Correct and expand CORS origin note (#7157)

rkoron007 · web-flow · commit ef1d017400ed · 2022-11-17T10:50:12.000-08:00
Incorporating feedback from an excellent comment by @glasser!
diff --git a/docs/source/security/cors.mdx b/docs/source/security/cors.mdx
@@ -137,10 +137,12 @@ console.log(`🚀 Server ready at http://localhost:4000/graphql`);
 
 > Invoking the `cors` function with no arguments sets your server's `Access-Control-Allow-Origin` HTTP header to the wildcard value (`*`), allowing scripts on any origin to make requests. So, your server would have the same CORS behavior as `startStandaloneServer`.
 
-Using the `cors` package directly, we can configure the `Access-Control-Allow-Origin` header using the [`origin` option](https://github.com/expressjs/cors#configuration-options). The example above enables CORS requests from `https://www.your-app.example`, along with `https://studio.apollographql.com`. If you use a string to specify the URL of an allowed origin, that string must match your client's URL exactly (e.g., `http://example.com` is *not* the same as `http://example.com/`).
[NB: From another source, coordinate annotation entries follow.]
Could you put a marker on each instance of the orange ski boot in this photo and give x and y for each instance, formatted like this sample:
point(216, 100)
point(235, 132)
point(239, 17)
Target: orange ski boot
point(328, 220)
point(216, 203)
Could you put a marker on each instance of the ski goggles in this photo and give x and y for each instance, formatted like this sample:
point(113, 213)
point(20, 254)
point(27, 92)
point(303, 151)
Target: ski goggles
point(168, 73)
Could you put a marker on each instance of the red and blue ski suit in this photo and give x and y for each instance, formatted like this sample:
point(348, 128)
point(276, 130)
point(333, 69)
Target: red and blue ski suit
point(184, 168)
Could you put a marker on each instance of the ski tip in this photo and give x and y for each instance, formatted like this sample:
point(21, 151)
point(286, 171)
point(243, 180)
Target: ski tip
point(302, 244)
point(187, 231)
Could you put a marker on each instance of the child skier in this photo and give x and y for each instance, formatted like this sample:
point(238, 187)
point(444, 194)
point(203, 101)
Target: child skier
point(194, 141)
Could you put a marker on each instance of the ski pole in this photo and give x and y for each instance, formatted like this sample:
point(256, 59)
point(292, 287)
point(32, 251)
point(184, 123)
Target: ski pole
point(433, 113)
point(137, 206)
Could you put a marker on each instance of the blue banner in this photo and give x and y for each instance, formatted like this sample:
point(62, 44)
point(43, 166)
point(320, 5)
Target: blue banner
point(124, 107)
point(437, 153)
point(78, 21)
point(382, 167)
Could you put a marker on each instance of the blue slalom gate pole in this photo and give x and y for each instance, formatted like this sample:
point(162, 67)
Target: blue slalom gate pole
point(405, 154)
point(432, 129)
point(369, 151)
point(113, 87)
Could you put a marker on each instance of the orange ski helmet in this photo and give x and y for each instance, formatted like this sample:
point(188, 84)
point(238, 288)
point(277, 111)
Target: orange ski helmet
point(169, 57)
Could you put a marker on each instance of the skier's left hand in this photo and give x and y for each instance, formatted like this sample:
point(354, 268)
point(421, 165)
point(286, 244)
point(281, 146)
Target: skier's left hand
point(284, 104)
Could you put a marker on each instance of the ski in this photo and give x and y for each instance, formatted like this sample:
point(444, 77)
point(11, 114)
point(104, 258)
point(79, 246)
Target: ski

+Using the `cors` package directly, we can configure the `Access-Control-Allow-Origin` header using the [`origin` option](https://github.com/expressjs/cors#configuration-options). The example above enables CORS requests from `https://www.your-app.example`, along with `https://studio.apollographql.com`. 
 
 > If you want to use [Apollo Studio Explorer](https://www.apollographql.com/docs/studio/explorer/explorer/) as a GraphQL web IDE, you should include `https://studio.apollographql.com` in your list of valid origins. However, if you plan to embed the [Explorer](https://www.apollographql.com/docs/studio/explorer/embed-explorer/) or use [Apollo Sandbox](https://www.apollographql.com/docs/studio/explorer/sandbox), you *don't* need to specify Studio's URL in your CORS origins because requests will go through the page embedding Studio.
 
+Note that an origin _doesn't_ include the path of a URL, meaning two URLs with different paths can still have the _same_ origin. So when specifying an origin, don't include any paths or trailing slashes (e.g., use `http://example.com`, not `http://example.com/`).
+
 If you're using another integration of Apollo Server, you can add and configure CORS for your server using your framework's standard functionality.
 
 You can also choose to omit CORS middleware entirely to disable cross-origin requests. This is [recommended for subgraphs in a federated graph](/federation/building-supergraphs/subgraphs-overview#securing-your-subgraphs).